Same applies to error rates as well. If SLA says, some % error rate is agreed, then you can consider that the test is meeting SLA or performance baseline if the actual error rate is less that that. eg: If requirements says 0% error rate, then 0.1% is also considered as failed.
Is this stop for my testing?
You can stop the test at whatever the point you want. It is completely based on what metrics you want to capture. From my knowledge, It is suggested to continue the test, till it reaches a point where there is no point in continuing the test, like error rate reached 99% etc. If you are getting error rate as 0.6%, then I suggest to continue with the test, to know the breaking point of the system like server crash, response times reached to unacceptable values, memory issues etc.

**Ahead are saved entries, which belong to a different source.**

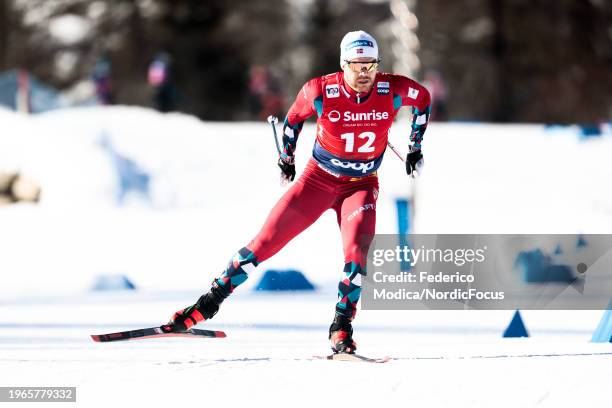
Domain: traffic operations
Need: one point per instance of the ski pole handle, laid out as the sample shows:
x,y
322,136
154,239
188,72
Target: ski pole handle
x,y
395,151
273,120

Following are some good references:
https://www.nngroup.com/articles/response-times-3-important-limits/
http://calendar.perfplanet.com/2011/how-response-times-impact-business/
difference between baseline and benchmark in performance of an application
https://msdn.microsoft.com/en-us/library/ms190943.aspx
https://msdn.microsoft.com/en-us/library/bb924375.aspx
http://searchitchannel.techtarget.com/definition/service-level-agreement
This setting maps to DBCP -> BasicDataSource -> maxWaitMillis parameter, according to the documentation:
The maximum number of milliseconds that the pool will wait (when there are no available connections) for a connection to be returned before throwing an exception, or -1 to wait indefinitely
It should match the relevant setting of your application database configuration. If your goal is to determine the maximum performance - just put -1 there and the timeout will be disabled.
In regards to Is this stop for my testing? - it depends on multiple factors like what application is doing, what you are trying to achieve and what type of testing is being conducted. If you test database which orchestrates nuclear plant operation than zero error threshold is the only acceptable. And if this is a picture gallery of cats, this error level can be considered acceptable.
In majority of cases performance testing is divided into several test executions like:
Load Testing - putting the system under anticipated load to see if it capable to handle forecasted amount of users
Soak Testing - basically the same as Load Testing but keeping the load for a prolonged duration. This allows to detect e.g. memory leaks
Stress testing - determining boundaries of the application, saturation points, bottlenecks, etc. Starting from zero load and gradually increasing it until it breaks mentioning the maximum amount of users, correlation of other metrics like Response Time, Throughput, Error Rate, etc. with the increasing amount of users, checking whether application recovers when load gets back to normal, etc.
See Why ‘Normal’ Load Testing Isn’t Enough article for above testing types described in details.